The recommended way of getting query results, especially for widgets, is using websockets. Using the websocket method (vs. GET /api/query/
) provides initial calculation results, partial results for asynchronous queries, and final results of the query.
Websockets for the API are available under /ws/live-updates
and, after establishing the connection, allows for real-time subscription and unsubscription on events of interest.
Websocket operations should be sent using encoded JSON with an array of commands and parameters, for example:
Subscription to a particular query or widget can be accomplished by providing the appropriate entity id, for which query id is a string and widget id is an integer, subscription to the whole dashboard can be requested in which case websocket updates will then include get updates for all widgets on that dashboard.
Unsubscribing can be accomplished either by providing the same parameters that were used for the subscription, or removal of all subscriptions with:
["unsubscribe", "all"]
After successful subscription/unsubscription a confirmation result will be returned, which always contains the list of currently subscribed items:
Once subscribed updates for the requested objects will begin. Each update is a separate message as follows:["widget-update", {
"widget_id": 2,
"dashboard_id": null,
"data": {
"status": "SUCCESS",
"query_id": "4f29934c97b1c0857c2341c3cb188371",
"results": {
"totals": "...",
"details": "..."
}
}
}]
GET /api/query/<id>
would return, as indicated in the documentation for each particular request type.
Common query parameters
Although every query, type defines its own list of parameters there are some parameters used by most of them:
time_range
For every query the start- and end-time period of the desired data must be provided. For some queries, a list of sub-periods in the given period must also be provided - i.e. when requesting event rates ordinarily a list of values will be provided, such as all minutes in the last hour, or last 30 days, etc..

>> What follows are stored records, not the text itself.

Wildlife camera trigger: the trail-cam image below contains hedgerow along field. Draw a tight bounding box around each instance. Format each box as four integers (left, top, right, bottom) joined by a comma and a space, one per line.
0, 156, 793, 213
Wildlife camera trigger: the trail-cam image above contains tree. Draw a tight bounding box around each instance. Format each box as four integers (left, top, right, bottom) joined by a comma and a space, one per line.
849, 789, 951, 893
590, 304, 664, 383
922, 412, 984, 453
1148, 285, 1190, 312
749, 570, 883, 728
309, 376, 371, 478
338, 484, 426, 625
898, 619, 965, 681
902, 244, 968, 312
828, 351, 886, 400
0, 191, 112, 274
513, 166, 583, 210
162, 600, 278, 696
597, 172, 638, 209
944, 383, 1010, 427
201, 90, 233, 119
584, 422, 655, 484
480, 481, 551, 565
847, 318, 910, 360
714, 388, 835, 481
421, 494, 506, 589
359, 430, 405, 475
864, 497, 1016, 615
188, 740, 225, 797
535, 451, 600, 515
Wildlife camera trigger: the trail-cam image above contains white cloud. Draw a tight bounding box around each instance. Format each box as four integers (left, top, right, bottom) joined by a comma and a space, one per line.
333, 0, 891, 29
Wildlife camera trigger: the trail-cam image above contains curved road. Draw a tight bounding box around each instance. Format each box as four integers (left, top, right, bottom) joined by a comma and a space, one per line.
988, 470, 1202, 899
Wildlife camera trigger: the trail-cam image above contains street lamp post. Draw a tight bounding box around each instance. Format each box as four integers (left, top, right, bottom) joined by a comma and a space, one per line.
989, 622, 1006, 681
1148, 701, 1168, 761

the time_range parameter is an object with the following fields:
ts_from
timestamp (number of seconds from epoch) defining the beginning of the period, for which 0 (zero) can be used to use the current time, or a negative number to specify time relative to the current time
ts_to
timestamp defining the end of the period. 0 or a negative number can be provided to get time relative to current
step
if the query needs sub-periods then a step can be provided; for example, 60 will create 1-minute periods, 900 will give 15-minutes periods, and so on. The default is set heuristically according to ts_from and ts_to - i.e. when a 1 hour time range is requested step
will be set to 1 minute, for the range of 1 minute or less step
will be one second, and so on.
preset
alternative to ts_from and ts_to; based on the timezone determines the start of the day and uses appropriate ts_from, ts_to; available presets: ‘today’, ‘yesterday’
timezone
determines the beginning of the day for preset parameter; by default, GLOBAL_TZ config value is used
Periods are always rounded to the nearest multiple of step
. Rounding is always up so the last period is often partially in the future, such as if a step of 1 hour is requested and it is now 13:21 then the last period will be 13:00 - 14:00. This then results in results for the current hour being received despite the hour indicated not yet being complete.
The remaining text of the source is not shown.